Be aware that the IRS can take up to a year to refund money from a NOL carryback. But there's an expedited form (IRS 1139) that will get cash into your hands twice as fast, though it can be used only by businesses that are organized as C corporations.

Accelerate Write-Offs

Ordinarily you would depreciate purchases of, for example, equipment and machinery, both of which are treated in IRS form 946. The list is broad and allows plenty of wiggle room - it includes everything from drill presses and desk chairs to landscaping shrubs. The IRS sets depreciation schedules for these sundry items, typically ranging from three to 15 years.

Depreciation helps you recoup your money, but often in small increments over more than a decade. There's also a cunning and perfectly legal strategy that you can use to take a large write-off in a single year; it's called a Section 179 deduction and it can really supercharge your deductions.

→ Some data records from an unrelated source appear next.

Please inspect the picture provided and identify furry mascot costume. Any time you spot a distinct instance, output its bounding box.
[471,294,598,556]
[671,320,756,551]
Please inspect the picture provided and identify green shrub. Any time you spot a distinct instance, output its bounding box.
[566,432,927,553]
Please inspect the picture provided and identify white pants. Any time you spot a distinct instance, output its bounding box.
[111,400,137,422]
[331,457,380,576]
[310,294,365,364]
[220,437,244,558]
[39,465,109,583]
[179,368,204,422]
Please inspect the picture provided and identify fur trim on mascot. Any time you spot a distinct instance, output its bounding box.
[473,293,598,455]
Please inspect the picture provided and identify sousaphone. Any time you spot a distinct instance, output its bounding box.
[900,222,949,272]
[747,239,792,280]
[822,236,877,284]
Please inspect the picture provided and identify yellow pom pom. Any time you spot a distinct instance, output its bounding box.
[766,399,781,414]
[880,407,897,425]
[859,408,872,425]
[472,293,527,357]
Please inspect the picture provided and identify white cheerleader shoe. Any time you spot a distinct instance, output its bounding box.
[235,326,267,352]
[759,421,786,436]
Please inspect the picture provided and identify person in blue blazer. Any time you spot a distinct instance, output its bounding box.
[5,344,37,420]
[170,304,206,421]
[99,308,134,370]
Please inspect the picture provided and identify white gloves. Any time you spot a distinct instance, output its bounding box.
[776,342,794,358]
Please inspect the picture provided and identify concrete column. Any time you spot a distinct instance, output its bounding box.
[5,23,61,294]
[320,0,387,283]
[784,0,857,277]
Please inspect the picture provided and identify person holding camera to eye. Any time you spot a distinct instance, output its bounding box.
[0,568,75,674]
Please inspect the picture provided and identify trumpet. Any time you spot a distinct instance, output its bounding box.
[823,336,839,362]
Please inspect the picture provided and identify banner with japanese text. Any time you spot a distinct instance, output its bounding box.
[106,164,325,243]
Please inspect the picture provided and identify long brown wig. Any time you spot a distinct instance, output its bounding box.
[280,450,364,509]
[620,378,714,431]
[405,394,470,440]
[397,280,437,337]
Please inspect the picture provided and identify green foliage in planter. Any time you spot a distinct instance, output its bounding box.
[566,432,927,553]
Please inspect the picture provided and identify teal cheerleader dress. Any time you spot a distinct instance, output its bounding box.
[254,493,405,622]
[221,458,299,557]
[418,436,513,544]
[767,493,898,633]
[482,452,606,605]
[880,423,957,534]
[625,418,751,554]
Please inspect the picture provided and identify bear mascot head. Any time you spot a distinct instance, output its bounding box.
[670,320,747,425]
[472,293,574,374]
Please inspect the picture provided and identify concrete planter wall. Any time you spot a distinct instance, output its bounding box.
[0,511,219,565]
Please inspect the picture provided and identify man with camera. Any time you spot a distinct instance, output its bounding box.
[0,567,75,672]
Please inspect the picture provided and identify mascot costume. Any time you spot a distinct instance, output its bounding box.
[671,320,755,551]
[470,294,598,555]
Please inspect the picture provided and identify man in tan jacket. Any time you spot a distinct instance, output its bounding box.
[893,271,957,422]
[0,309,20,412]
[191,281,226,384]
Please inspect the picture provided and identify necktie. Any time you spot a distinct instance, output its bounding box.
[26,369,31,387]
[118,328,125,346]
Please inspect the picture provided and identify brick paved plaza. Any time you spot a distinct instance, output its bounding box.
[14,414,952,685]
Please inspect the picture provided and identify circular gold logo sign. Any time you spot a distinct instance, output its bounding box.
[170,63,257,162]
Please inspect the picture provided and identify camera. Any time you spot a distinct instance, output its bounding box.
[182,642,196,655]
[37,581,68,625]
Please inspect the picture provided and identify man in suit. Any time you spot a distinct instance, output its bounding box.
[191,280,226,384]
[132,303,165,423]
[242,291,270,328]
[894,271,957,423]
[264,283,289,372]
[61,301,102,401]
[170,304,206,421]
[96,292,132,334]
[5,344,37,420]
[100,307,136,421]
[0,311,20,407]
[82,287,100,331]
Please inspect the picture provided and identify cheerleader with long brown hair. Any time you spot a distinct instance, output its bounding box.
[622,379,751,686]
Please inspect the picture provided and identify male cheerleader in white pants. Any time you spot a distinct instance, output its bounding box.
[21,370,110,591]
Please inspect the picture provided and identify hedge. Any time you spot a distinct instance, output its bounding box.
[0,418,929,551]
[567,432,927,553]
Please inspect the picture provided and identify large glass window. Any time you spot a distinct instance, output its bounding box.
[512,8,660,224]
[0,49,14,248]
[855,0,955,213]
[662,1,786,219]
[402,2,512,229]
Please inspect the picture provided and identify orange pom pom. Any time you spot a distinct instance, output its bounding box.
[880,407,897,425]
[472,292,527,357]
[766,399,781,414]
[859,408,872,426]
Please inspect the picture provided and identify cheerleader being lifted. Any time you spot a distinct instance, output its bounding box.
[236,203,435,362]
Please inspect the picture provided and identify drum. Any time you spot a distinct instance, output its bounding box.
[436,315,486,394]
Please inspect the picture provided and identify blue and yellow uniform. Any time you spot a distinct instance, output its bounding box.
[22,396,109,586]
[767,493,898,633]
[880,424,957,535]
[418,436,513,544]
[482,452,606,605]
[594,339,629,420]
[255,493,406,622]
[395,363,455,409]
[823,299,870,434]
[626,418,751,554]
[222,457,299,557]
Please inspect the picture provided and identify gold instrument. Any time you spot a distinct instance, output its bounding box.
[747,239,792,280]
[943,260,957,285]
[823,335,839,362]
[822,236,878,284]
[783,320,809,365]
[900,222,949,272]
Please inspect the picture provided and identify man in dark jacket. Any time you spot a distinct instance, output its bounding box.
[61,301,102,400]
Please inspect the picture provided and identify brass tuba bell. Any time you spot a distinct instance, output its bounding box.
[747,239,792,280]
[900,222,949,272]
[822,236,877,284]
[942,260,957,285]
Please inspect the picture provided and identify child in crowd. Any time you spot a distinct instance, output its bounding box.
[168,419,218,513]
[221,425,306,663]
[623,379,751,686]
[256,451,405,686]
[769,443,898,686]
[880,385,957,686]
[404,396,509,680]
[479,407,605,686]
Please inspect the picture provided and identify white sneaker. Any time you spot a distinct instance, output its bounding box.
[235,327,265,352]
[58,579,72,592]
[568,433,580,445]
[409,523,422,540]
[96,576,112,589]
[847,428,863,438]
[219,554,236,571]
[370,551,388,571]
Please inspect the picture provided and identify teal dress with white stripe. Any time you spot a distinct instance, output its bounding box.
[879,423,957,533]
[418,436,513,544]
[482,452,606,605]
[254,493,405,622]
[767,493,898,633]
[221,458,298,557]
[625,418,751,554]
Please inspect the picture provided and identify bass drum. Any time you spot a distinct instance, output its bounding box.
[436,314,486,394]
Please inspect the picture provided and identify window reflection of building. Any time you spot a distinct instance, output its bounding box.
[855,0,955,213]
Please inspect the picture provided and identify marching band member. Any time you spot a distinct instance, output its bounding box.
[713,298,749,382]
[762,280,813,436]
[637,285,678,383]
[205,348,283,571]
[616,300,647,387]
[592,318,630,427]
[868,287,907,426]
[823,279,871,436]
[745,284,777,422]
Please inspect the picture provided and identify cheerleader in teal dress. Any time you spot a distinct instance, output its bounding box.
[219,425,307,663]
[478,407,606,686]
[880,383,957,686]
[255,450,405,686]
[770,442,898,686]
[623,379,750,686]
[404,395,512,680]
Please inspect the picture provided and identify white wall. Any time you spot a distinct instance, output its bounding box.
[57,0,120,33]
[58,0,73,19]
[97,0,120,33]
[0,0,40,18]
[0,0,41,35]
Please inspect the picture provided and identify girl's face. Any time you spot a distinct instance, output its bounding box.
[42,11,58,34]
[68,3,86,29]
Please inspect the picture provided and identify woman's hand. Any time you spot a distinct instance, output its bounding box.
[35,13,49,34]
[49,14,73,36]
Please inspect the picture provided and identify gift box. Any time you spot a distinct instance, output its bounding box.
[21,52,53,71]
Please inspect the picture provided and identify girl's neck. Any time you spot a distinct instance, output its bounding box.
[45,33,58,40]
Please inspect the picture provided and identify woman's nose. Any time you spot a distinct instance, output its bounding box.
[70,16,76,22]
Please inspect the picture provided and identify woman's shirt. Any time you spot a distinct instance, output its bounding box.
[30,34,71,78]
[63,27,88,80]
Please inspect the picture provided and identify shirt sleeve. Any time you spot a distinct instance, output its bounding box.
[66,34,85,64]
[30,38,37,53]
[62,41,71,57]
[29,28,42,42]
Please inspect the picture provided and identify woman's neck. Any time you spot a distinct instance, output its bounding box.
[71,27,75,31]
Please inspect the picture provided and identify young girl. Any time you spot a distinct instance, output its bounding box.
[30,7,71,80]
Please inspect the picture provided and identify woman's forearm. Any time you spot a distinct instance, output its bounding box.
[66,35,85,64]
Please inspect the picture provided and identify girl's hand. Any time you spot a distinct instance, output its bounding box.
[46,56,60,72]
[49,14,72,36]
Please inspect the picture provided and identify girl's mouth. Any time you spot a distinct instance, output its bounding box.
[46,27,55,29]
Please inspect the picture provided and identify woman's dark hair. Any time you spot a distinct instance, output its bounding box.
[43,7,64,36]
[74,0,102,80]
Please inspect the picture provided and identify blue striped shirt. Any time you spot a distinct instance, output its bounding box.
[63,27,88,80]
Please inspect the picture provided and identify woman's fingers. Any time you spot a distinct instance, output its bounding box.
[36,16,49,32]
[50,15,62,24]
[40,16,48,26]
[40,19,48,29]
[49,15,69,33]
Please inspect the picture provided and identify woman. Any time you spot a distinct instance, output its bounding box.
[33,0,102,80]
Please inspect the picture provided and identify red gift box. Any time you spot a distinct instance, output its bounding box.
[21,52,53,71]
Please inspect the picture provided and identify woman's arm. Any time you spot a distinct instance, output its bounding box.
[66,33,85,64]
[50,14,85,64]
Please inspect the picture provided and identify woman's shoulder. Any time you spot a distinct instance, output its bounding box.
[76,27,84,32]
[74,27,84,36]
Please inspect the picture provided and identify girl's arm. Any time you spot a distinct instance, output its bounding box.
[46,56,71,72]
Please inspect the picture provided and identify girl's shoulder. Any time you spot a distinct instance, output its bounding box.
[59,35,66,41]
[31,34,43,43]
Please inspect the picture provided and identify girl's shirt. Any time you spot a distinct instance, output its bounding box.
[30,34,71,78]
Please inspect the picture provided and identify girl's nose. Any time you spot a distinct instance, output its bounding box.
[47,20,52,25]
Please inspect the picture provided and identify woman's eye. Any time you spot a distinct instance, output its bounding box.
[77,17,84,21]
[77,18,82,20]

Taking a large one-time deduction makes sense, especially in the current economy. You get a bigger chunk of change to plow back into your business right now. And you won't lose ground to inflation, which happens when you depreciate a purchase over many years.

Another write-off accelerator, bonus depreciation, was also created as part of last year's emergency stimulus package and extended through 2009 in this year's stimulus bill. Bonus depreciation allows you to write off half the cost of a piece of equipment during the first year. Say you spent $5,000 on a computer, an item that depreciates over five years. Under bonus depreciation, you could write off $2,500 in the first year and depreciate the balance over four years.

It's even possible to combine Section 179 with bonus depreciation. For example, if you bought $800,000 worth of equipment, you could write off the first $250,000 this year, maxing out your Section 179 deduction. For the remaining $550,000, you could use bonus depreciation to immediately write off half ($275,000). The balance would be depreciated over multiple years according to the usual schedule.

Keep it in the family

If your family business declined in value last year, now is the ideal time to pass some of it along to the next generation. Estate planning is all about tax policy, which makes for uncertain planning given that the estate tax is slated for a one-year suspension in 2010. But it appears that Congress will act this year to freeze the estate tax at its current level. At death a person can pass along $3.5 million tax-free, but anything above that is taxed at rates as high as 45%. By transferring as much of your business as possible to your heirs while you're still alive, you minimize any estate tax they may have to pay after you're gone. As of 2009 you can give $1 million worth of gifts during your lifetime, tax-free. The amount is cumulative, so you can make the gifts incrementally or all at once. You can also make tax-free gifts of up to $13,000 each to as many individuals as you choose in 2009. That's up from $12,000 last year.

So how does a family business that has declined in value take advantage of the gift-tax rules? It's simple. Right now you can give larger blocks of ownership shares to your children and still stay within the limits. Say your business is worth half what it was a year ago. That means a stock gift worth $13,000 equals twice as many shares as last year's.

If the business appreciates in the future, you'll have picked the perfect time to transfer some or all of the ownership. Your kids will think you're brilliant. Of course, the IRS imposes detailed rules on these gifts. Tax experts advise having your business assessed by an independent valuation firm before transferring shares.